Update server/src/controllers/workflowController.ts:

import { config } from '../config';
import { getWorkflowRuntime } from '@shared/workflow/core/workflowRuntime';
import { Request, Response } from 'express';

export class WorkflowController {
  async submitEvent(req: Request, res: Response): Promise<void> {
    const { execution_id, event_name, payload, tenant } = req.body;
    const user_id = req.user?.id;
    
    try {
      const runtime = getWorkflowRuntime();
      
      // Enqueue event for asynchronous processing
      const result = await runtime.enqueueEvent({
        execution_id,
        event_name,
        payload,
        user_id,
        tenant
      });
      
      res.status(202).json({
        message: 'Event accepted for processing',
        eventId: result.eventId
      });
    } catch (error) {
      // Handle errors
      res.status(400).json({
        error: error instanceof Error ? error.message : 'Unknown error'
      });
    }
  }
}

Testing Strategy

  1. Unit Tests for New Components

    • Test enqueueEvent with Redis Stream publishing
    • Test processQueuedEvent for event replay and processing
    • Test asynchronous event flow from submission to processing
  2. Integration Tests with Worker

    • Test worker processing of Redis stream messages
    • Test worker coordination with distributed locks
    • Test failure recovery and message reclaiming
  3. End-to-End Asynchronous Workflow Tests

    • Test complete workflows running with asynchronous processing
    • Test system resilience to worker restarts
    • Test workflow resumption after application restart

Implementation Roadmap

  1. Phase 1: Core Implementation (2 weeks)

    • Implement enqueueEvent method in TypeScriptWorkflowRuntime
    • Implement processQueuedEvent method in TypeScriptWorkflowRuntime
    • Implement event persistence and loading from database
  2. Phase 2: Integration (1 week)

    • Connect WorkflowWorker with TypeScriptWorkflowRuntime
    • Create WorkflowWorkerService for application startup
    • Update configuration for asynchronous processing
  3. Phase 3: Testing and Validation (2 weeks)

    • Develop unit and integration tests
    • Test with multiple workers
    • Validate worker failover and recovery
  4. Phase 4: Deployment and Monitoring (1 week)

    • Deploy to staging environment
    • Implement monitoring for worker health
    • Document deployment requirements

Conclusion

The implementation plan described here will transform our current workflow system into a fully asynchronous execution platform. By focusing on the specific integration points required between existing components, we can leverage much of the code that already exists while filling in the critical gaps.
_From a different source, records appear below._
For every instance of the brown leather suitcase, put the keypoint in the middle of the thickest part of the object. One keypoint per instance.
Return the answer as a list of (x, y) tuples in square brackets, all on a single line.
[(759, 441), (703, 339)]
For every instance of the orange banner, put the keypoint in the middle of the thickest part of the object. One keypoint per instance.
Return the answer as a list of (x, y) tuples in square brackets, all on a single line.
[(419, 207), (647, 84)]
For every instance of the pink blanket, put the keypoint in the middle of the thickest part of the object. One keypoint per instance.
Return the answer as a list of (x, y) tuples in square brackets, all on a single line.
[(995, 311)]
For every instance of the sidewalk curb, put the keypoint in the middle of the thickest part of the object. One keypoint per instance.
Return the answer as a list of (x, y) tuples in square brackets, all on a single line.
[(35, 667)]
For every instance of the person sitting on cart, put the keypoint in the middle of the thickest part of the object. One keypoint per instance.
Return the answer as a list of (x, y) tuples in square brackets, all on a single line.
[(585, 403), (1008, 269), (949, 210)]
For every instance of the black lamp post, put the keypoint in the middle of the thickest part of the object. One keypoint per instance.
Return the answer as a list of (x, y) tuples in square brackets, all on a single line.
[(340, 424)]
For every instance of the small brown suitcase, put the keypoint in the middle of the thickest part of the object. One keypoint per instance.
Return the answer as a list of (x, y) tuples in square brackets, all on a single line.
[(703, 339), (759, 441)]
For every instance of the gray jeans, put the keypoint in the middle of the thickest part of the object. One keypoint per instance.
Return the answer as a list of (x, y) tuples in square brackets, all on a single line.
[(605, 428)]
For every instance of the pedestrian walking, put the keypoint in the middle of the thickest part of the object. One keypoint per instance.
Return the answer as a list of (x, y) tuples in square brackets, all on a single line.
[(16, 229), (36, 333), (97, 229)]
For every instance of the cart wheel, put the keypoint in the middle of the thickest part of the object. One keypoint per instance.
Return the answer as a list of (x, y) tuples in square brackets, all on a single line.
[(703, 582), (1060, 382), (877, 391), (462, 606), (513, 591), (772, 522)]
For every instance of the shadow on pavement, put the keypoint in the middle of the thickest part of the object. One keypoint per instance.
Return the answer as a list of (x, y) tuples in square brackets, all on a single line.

Key success factors for this implementation:

  1. Proper event sourcing implementation: Ensure that workflow state is derived by replaying events
  2. Robust error handling: Implement thorough error handling and recovery mechanisms
  3. Idempotent processing: Guarantee that event processing is idempotent for reliability
  4. Comprehensive testing: Thoroughly test worker coordination and failure scenarios

With these enhancements, our workflow system will gain the resilience, scalability, and fault tolerance necessary for handling mission-critical business processes in an asynchronous environment.